ChatGPT Has Captchas Now

30 points by runxel 3 months ago

I am a paying customer of ChatGPT. Today it started to give me "Are you Human?" tasks/captchas, where you have to rotate objects so they are showing in the same direction as the hand of a mannequin. However these tasks are not as easy as they seem, because the objects shown have no clear "forward" direction, so it took me couple of tries to get it done.

I am baffled by this. Not only, because I use the online website (= I am not using the API, like in a terminal), but also because I am logged in and a paying customer. Why am I getting asked if I am human?

The way this is executed makes me believe that this is actually a training tho, and not a captcha (to get to know what people believe "forward" means with certain objects).

https://imgur.com/a/aphJnMS

FrenchDevRemote 3 months ago

There are multiple projects built to reverse engineer their API to avoid paying the API rates(it still makes economical sense to buy a subscription for this), it was obvious that they would have to increase their bot protections at some point.

Regular captchas are easily solvable by multimodal LLMs, we're reaching a point where what's hard for software to solve is also hard for humans.

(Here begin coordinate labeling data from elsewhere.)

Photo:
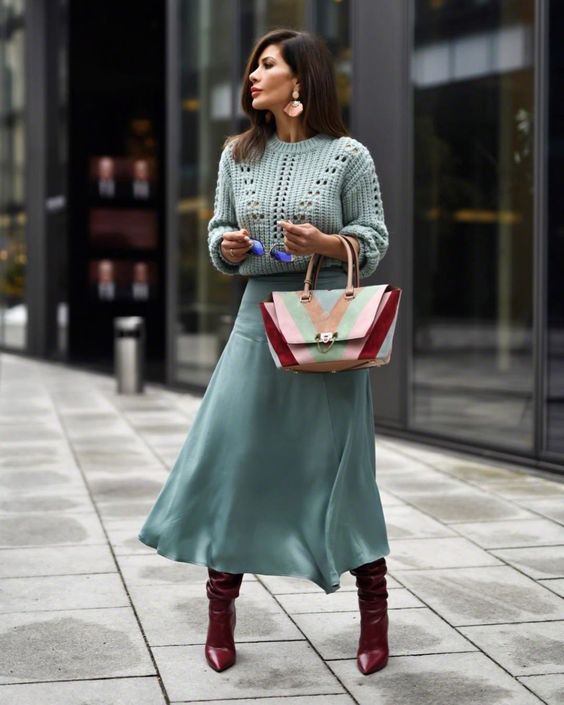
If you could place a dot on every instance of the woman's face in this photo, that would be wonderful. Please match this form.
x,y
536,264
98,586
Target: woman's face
x,y
274,78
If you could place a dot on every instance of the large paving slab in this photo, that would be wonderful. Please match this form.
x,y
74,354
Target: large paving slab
x,y
492,595
435,679
71,644
113,691
275,668
522,649
178,614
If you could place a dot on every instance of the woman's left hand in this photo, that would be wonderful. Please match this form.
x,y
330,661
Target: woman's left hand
x,y
302,239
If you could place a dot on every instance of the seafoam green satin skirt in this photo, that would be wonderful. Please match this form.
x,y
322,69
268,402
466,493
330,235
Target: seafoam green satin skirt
x,y
277,472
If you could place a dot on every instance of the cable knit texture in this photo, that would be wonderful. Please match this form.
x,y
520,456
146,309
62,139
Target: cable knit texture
x,y
326,181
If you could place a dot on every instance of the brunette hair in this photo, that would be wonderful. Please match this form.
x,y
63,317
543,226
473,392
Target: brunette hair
x,y
309,58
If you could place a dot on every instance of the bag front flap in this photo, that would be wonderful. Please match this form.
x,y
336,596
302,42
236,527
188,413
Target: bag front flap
x,y
328,312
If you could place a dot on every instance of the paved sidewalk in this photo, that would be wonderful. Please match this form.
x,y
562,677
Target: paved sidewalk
x,y
90,615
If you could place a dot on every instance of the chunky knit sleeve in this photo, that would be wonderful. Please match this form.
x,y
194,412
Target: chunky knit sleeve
x,y
224,219
363,213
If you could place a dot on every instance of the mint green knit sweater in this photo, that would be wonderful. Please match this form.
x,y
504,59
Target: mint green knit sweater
x,y
326,181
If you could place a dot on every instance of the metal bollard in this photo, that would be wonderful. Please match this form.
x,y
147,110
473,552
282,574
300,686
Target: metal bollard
x,y
129,354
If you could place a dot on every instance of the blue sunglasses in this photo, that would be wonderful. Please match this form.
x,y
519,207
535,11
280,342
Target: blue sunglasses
x,y
275,251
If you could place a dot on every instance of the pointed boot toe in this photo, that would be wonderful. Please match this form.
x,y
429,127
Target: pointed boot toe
x,y
370,661
220,658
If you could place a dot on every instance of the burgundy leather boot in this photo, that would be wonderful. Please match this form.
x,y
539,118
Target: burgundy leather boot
x,y
372,654
222,589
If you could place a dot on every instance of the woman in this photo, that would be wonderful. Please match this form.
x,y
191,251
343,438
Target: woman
x,y
277,473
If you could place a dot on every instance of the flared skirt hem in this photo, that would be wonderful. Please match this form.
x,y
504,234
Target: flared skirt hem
x,y
356,561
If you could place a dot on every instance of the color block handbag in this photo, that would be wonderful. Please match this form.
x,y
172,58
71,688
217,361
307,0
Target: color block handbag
x,y
331,330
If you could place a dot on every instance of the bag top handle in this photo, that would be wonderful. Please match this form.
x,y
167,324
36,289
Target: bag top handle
x,y
314,266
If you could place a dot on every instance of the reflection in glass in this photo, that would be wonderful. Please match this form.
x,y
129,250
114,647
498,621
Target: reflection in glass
x,y
13,252
555,270
334,26
472,72
205,103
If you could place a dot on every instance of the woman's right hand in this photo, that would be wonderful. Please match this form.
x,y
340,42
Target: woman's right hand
x,y
235,246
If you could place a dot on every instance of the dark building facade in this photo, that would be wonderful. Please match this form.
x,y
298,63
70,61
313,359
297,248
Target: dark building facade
x,y
112,117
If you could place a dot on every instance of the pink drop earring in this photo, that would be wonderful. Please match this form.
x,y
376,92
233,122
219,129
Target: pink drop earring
x,y
294,107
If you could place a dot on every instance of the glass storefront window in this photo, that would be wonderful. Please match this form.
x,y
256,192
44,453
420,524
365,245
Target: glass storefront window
x,y
204,294
13,252
333,24
554,409
473,96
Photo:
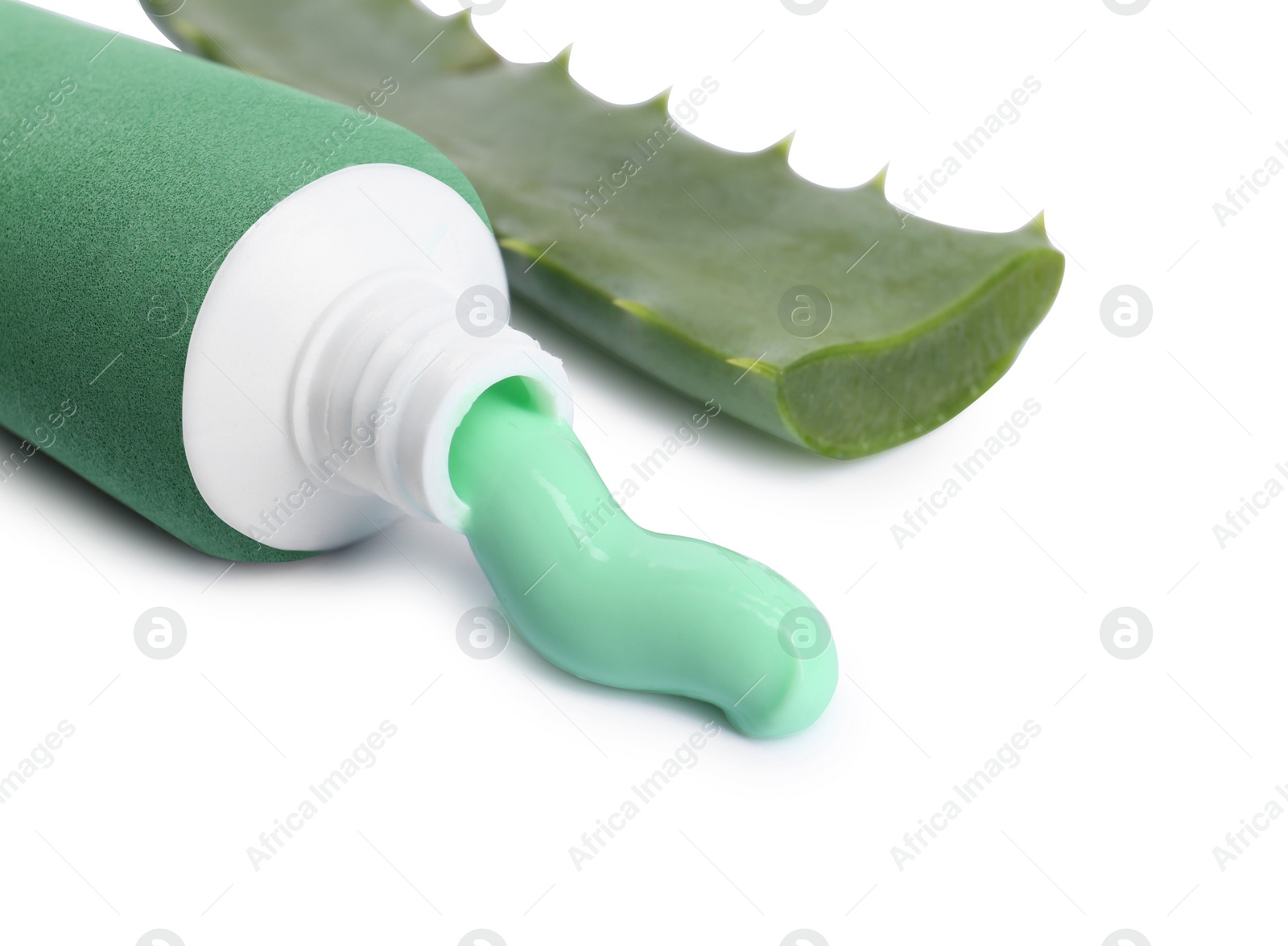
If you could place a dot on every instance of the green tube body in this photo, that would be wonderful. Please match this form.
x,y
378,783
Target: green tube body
x,y
126,173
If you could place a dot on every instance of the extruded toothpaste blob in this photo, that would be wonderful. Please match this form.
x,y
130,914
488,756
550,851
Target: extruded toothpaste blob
x,y
274,324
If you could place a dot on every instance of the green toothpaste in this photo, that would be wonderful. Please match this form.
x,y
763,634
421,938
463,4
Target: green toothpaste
x,y
621,605
274,325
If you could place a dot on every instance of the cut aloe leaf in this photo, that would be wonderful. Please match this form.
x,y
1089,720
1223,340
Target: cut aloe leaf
x,y
826,317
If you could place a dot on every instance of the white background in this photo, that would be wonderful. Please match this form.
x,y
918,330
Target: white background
x,y
989,619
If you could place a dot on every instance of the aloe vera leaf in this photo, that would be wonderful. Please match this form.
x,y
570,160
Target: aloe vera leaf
x,y
682,271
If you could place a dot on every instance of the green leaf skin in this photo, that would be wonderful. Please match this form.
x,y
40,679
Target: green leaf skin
x,y
682,271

At some point they'll probably have to charge by usage instead of a flat subscription.

  • josho 3 months ago

    I would have thought that rate limiting would be an easier solution to the problem of using chatgpt as an api.

    • FrenchDevRemote 3 months ago

      It was rate limited since the start, the bots are respecting the rate limits, that does not mean they stop being a burden, they just create more of them.

neontomo 3 months ago

or, to be even more cynical, it could be a method to artificially stall requests to keep up with increasing usage demand.

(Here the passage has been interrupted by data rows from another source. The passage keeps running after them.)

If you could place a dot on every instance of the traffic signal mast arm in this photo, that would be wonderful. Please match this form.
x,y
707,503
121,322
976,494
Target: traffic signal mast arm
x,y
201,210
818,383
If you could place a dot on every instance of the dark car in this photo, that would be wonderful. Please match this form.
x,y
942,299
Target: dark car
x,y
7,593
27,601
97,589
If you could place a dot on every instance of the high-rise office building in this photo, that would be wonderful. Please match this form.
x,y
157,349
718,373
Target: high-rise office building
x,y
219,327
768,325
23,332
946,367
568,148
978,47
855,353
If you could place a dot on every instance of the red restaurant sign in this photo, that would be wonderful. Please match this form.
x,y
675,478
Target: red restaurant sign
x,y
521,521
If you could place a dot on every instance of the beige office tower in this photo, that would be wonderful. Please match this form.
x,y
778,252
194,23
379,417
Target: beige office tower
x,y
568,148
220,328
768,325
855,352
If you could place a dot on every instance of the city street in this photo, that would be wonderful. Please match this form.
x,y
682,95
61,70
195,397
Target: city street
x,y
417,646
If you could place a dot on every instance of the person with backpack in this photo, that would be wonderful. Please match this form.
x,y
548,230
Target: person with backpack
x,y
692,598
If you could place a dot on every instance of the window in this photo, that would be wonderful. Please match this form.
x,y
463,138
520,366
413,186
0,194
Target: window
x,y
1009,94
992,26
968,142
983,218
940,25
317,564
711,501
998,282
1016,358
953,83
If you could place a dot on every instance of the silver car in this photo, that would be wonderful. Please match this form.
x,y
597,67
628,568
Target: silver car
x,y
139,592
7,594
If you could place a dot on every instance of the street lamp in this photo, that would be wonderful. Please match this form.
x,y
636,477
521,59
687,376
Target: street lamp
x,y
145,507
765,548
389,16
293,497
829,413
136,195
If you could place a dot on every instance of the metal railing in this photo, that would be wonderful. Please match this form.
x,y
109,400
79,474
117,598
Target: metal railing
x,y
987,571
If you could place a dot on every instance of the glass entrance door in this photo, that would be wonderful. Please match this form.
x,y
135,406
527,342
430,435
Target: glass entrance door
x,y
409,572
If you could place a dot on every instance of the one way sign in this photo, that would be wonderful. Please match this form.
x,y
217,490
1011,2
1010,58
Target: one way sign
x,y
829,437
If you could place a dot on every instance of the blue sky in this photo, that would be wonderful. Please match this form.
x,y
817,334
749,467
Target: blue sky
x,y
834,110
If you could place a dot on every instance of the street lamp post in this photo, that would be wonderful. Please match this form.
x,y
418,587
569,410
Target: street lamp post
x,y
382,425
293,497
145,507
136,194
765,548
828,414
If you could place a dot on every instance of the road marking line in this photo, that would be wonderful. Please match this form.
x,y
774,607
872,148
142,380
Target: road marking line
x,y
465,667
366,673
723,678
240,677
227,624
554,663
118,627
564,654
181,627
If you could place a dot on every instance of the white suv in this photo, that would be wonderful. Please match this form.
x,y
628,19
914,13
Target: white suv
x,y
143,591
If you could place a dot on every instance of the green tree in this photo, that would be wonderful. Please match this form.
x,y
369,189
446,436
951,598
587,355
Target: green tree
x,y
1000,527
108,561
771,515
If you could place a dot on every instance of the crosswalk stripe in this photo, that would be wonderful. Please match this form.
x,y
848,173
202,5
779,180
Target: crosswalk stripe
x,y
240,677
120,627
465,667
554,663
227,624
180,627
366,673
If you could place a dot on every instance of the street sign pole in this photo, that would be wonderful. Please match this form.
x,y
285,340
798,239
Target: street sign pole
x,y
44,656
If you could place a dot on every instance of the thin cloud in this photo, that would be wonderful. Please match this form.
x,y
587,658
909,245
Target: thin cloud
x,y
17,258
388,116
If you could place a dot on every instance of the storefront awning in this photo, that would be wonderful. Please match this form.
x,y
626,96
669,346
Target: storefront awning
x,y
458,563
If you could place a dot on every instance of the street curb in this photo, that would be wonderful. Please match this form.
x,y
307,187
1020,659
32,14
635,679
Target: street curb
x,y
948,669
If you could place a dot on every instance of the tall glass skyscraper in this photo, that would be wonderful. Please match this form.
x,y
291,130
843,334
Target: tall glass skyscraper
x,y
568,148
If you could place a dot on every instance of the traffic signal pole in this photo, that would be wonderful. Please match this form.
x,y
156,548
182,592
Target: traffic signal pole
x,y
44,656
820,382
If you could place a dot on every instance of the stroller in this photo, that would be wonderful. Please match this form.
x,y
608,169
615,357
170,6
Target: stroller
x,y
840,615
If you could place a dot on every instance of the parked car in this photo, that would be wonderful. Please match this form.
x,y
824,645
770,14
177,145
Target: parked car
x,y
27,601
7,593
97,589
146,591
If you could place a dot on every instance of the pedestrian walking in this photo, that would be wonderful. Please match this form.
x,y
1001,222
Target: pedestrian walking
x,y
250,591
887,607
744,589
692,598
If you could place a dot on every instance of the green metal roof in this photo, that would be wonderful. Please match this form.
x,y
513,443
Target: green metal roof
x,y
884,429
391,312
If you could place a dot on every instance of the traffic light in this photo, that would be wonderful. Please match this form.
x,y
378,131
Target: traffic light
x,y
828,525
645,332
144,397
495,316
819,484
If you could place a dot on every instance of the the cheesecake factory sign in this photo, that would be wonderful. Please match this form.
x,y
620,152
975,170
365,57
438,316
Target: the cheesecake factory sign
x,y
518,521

i find these types of business practices really wrong, similar to when a service shows ads to paying customers or rewards customers (with discounts) when they're about to leave the service instead of rewarding loyalty.

but ya know, we have a choice whether we use it or not. claude is comparable in ability these days btw.

  • muzani 3 months ago

    Arguably Claude 3.5 + projects and artifacts is a much better offering than ChatGPT

fma 3 months ago

I've been getting "unusual activity detected" practically every other prompt and it'd a hindrance on productivity. I only get it in the web app.

It's not even every other new topic, but if I follow up I get stopped in my tracks...

xdennis 3 months ago

I was in the same situation. I've canceled my subscription. You don't get much from the subscription. The fact that you don't even get captcha protection was enough to make me cancel.

  • weikju 3 months ago

    Same. In fact I found it somewhat insulting that openAI, out of all companies, would straight out ask me "Are you human?"

nickthegreek 3 months ago

A Captcha on a paying service would make me cancel that service.

leobg 3 months ago

They trained their models by programmatically reading almost every website in existence. And here they are, checking that you are human.

InsomniacL 3 months ago

> I am baffled by this. Not only, because I use the online website (= I am not using the API, like in a terminal)

Why would this baffle you? API's are typically accessed programmatically, so there would be no human to solve the captchas.

> I am logged in and a paying customer. Why am I getting asked if I am human?

To prove that it's a Human accessing the interface and not a robot.

  • runxel 3 months ago

    Well, because I'm paying. I get that free tiers need some kind of "rate limiting" (because essentially this is that, as well). So even if I am a bot: I payed for the service.

    Apart from that: The experience is shitty. Do not shove Captchas in my face.

    • InsomniacL 3 months ago

      Have you tried asking ChatGPT why ChatGPT uses Captchas.

      I did and the answer is totally reasonable.

  • vunderba 3 months ago

    A headless browser based bot(s) is still going to be rate limited because the limits apply to the entire paid account, so even if it was against their TOS I'm not really sure how badly it could be abused since you're still throttled to ~50 messages every three or four hours.

    Maybe they still consider that to be too much traffic though as a continuously running bot is maxing out the potential usage of the account.

perilunar 3 months ago

Why does it need visual CAPTCHAs — surely it can tell humans and bots apart itself?

  • shusaku 3 months ago

    I look forward to the latest models posing the Voight-Kampff test to me.

  • FrenchDevRemote 3 months ago

    no one can, any company who tells you otherwise is lying to sell you a product

    • jasonsb 3 months ago

      So you're telling me that we can't use AI to detect AI? It looks like you're an AI denier! Booooo! /s

zihotki 3 months ago

I wonder how this capcha can be solved by a visually impaired humans. And what kind of challenge can be provided to such users so that it can be solvable by them and not by robots.